Poemffice
ffice" />
for Paula
It is empty now, this room
that hours ago was alive with your presence.
The musk of your perfume,
a single strand of your hair – these remain
in promise of your return.
The warmth of you where we lay together,
the tips of your fingers
tracing patterns on my skin, a calligraphy
in invisible ink, its meaning
bound up in the acceleration of our hearts,
the catching of breath
in our throats as we drew closer.
It is empty now, this room.
I keep its silence close, hold myself
to the promise of your return
when I will feel again your lips, their softness.
Under Construction
Two years or more, has it been? Cones, diversions,
heavy plant. The digging up of roads
and setting down of rails. I have become used to it.

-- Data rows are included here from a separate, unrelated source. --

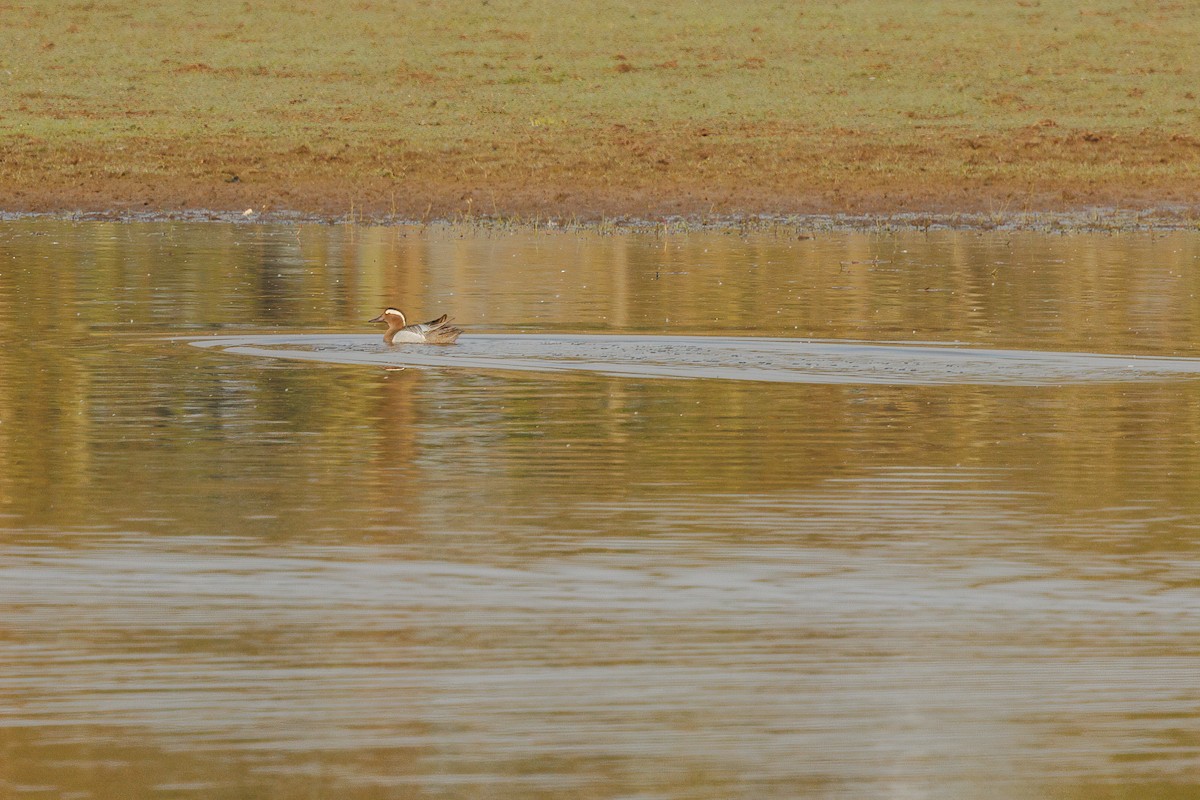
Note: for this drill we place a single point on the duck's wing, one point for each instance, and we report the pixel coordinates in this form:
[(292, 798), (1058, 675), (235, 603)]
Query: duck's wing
[(436, 331)]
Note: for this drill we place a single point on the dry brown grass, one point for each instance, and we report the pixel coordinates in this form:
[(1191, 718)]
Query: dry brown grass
[(598, 109)]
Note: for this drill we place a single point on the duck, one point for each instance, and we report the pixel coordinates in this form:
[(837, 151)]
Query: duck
[(436, 331)]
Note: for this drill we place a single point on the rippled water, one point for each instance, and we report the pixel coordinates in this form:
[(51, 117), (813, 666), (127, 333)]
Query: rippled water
[(892, 571)]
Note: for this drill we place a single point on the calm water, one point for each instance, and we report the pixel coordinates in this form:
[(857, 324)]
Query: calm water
[(226, 575)]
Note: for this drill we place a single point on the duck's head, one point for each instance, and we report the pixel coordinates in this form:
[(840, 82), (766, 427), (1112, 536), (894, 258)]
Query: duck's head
[(394, 317)]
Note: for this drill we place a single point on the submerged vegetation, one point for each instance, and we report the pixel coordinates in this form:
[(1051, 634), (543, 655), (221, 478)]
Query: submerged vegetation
[(502, 108)]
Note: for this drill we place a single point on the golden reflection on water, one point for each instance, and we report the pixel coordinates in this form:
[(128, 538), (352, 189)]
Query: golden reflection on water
[(237, 577)]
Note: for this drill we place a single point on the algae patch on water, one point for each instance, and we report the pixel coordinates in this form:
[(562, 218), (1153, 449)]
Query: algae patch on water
[(720, 358)]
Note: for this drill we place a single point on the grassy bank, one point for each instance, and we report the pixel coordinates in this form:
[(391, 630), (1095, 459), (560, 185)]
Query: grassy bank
[(599, 108)]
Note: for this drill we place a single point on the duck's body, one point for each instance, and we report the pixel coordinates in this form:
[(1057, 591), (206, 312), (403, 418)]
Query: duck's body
[(436, 331)]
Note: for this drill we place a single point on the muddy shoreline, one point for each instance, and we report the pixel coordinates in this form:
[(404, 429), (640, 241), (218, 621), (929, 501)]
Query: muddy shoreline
[(1092, 220)]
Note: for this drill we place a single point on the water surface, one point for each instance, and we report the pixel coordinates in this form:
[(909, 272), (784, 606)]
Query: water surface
[(226, 575)]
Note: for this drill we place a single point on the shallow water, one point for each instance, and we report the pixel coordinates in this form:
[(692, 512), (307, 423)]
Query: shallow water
[(592, 552)]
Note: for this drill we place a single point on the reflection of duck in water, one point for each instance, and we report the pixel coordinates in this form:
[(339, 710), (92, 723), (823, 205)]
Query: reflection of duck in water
[(436, 331)]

Thoroughfares squared off into one-way. Posts
spaced out in a join-the-dots street plan
of proposed routes. Pantographs cat's-cradled
overhead, wires razoring the sky into halves,
quarters, eighths. These things have become the norm.
It's the tram stops that are doused in unreality,
like a movie set. This is, after all, Nottingham 2004,
not Berlin circa John le Carre. So why
does every stop, floodlit and capped with CCTV,
resemble Checkpoint Charlie? Propped against
an unfinished shelter, a victim of chucking-out time,
I'm a study in paranoia, waiting for a loudhailer
to bark, "Go back, Mr Fulwood. Go back
to your own side." Then a hail of gunfire.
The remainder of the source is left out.